When selecting a GPU server, you must first consider the business requirements to select the appropriate GPU model. In HPC high-performance computing, you also need to choose according to the precision. For example, some high-performance computing requires double precision. If P40 or P4 is not appropriate, you can only use V100 or P100; At the same time, there will also be requirements for video storage capacity. For example, computing applications for petroleum or petrochemical exploration have high requirements for video storage; There are also requirements for bus standards, so the selection of GPU model depends on the business requirements.
GPU servers are also widely used in the field of artificial intelligence.
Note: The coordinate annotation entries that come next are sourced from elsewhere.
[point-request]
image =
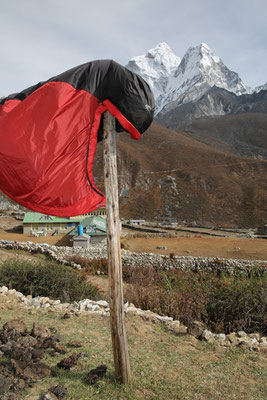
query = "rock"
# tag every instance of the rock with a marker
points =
(95, 374)
(13, 330)
(263, 348)
(178, 329)
(21, 353)
(40, 331)
(48, 396)
(44, 300)
(102, 303)
(207, 336)
(59, 391)
(7, 348)
(241, 334)
(196, 328)
(233, 339)
(5, 383)
(68, 362)
(74, 343)
(66, 316)
(59, 348)
(263, 339)
(37, 354)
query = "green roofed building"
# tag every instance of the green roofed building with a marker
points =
(37, 223)
(95, 227)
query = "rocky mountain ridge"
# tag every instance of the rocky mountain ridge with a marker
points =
(176, 82)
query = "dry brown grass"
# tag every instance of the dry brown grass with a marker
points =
(164, 366)
(202, 246)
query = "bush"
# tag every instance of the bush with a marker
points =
(224, 303)
(91, 266)
(46, 279)
(237, 304)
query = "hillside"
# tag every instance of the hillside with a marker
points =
(169, 176)
(244, 134)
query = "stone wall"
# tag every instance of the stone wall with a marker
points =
(205, 264)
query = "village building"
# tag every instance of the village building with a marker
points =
(41, 224)
(95, 227)
(81, 241)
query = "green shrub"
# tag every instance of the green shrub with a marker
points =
(224, 303)
(46, 279)
(91, 266)
(237, 304)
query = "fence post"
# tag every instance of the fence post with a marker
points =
(118, 332)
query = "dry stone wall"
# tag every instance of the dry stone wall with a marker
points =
(205, 264)
(254, 341)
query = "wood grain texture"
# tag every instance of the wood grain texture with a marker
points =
(118, 332)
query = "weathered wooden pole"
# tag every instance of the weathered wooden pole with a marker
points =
(118, 333)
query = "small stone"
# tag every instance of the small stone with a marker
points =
(49, 396)
(254, 336)
(178, 329)
(263, 348)
(46, 305)
(40, 331)
(196, 328)
(207, 336)
(95, 374)
(263, 340)
(68, 362)
(59, 391)
(44, 300)
(74, 343)
(55, 302)
(102, 303)
(233, 339)
(59, 348)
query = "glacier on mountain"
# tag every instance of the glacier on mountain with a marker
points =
(175, 82)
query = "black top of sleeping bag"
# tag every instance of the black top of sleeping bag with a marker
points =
(107, 80)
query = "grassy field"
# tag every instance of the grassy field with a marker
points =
(163, 366)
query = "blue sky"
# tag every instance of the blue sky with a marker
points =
(40, 39)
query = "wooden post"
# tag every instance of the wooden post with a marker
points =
(118, 333)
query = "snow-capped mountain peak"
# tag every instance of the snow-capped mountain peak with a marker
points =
(176, 81)
(156, 67)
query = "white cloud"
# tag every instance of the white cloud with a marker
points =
(42, 38)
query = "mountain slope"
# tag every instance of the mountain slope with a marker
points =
(168, 176)
(175, 83)
(244, 134)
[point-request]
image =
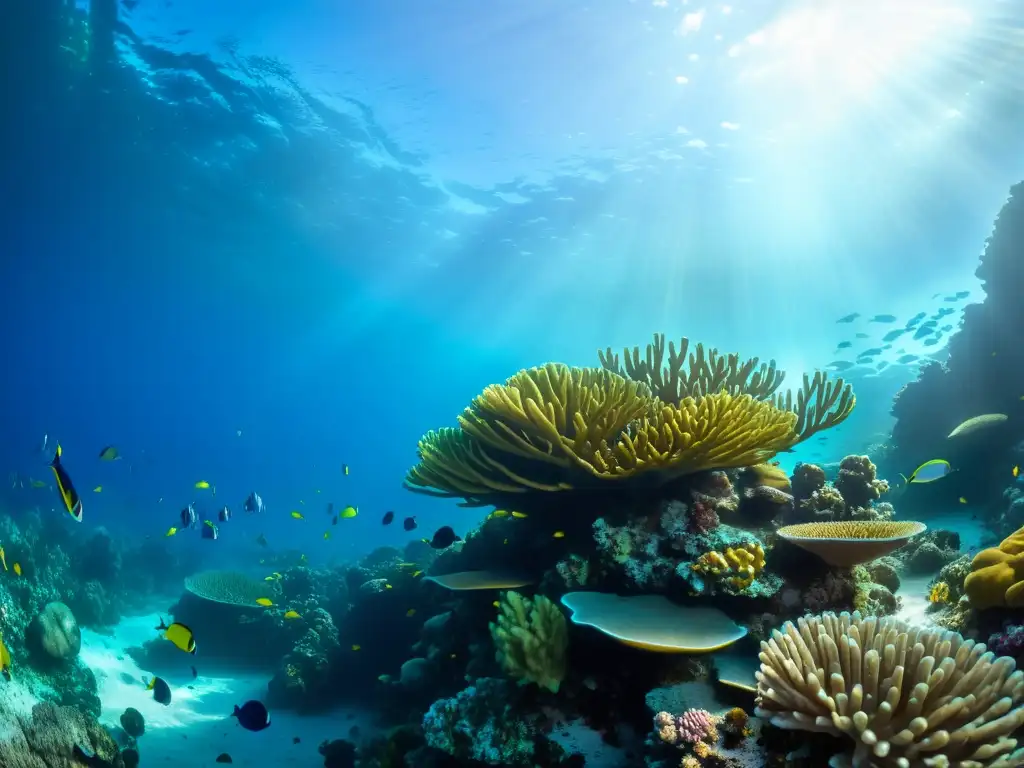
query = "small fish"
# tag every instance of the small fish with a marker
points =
(179, 635)
(4, 660)
(161, 690)
(443, 537)
(67, 489)
(930, 471)
(252, 716)
(254, 504)
(188, 517)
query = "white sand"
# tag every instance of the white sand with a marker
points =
(197, 726)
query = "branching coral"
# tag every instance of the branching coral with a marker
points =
(738, 566)
(530, 639)
(906, 696)
(819, 403)
(556, 428)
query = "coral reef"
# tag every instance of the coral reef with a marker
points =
(964, 704)
(531, 638)
(556, 428)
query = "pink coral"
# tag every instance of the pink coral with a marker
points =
(690, 727)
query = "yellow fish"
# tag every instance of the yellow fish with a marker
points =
(4, 659)
(179, 635)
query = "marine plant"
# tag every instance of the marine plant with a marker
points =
(904, 695)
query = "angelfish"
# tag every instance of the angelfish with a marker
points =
(67, 489)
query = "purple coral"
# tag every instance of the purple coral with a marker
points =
(690, 727)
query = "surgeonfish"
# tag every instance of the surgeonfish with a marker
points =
(252, 716)
(254, 504)
(179, 635)
(161, 690)
(67, 489)
(930, 471)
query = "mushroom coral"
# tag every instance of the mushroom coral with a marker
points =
(555, 428)
(996, 576)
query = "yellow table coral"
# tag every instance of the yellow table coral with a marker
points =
(996, 576)
(739, 565)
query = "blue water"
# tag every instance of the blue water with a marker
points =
(253, 243)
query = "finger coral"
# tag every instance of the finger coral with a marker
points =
(531, 639)
(906, 696)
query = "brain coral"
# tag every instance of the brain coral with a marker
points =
(226, 587)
In the teaching scene, the requirements for GPU virtualization are relatively high. According to the number of classes, a teacher may need to create 30 or even 60 virtual GPUs from the GPU server. Therefore, batch training requires high GPUs. Generally, V100 is used for GPU training. After model training, reasoning is required, so P4 or T4 is generally used for reasoning, and V100 is also used in a few cases.
When the GPU model is selected, consider which GPU server to use. At this time, we need to consider the following situations:
First, on the edge server, you need to select the corresponding servers such as T4 or P4 according to the quantity, and also consider the server use scenarios, such as railway station checkpoints, airport checkpoints or public security checkpoints; The V100 server may be required for the central side to do the Conference, and the throughput, usage scenarios, quantity, etc. need to be considered.
Second, it is necessary to consider customers' own users and IT operation and maintenance capabilities. For large companies such as BAT, their own operational capabilities are relatively strong, so they will choose a generic PCI-e server; For some customers with less strong IT operation and maintenance capabilities, they pay more attention to numbers and data annotation. We call them data scientists, and the criteria for selecting GPU servers will be different.
Third, we need to consider the value of supporting software and services.
Fourth, consider the maturity and engineering efficiency of the overall GPU cluster system. For example, the GPU integrated supercomputer like DGX has a very mature system that drives Dockers from the bottom operating system to other parts that are fixed and optimized. At this time, the efficiency is relatively high.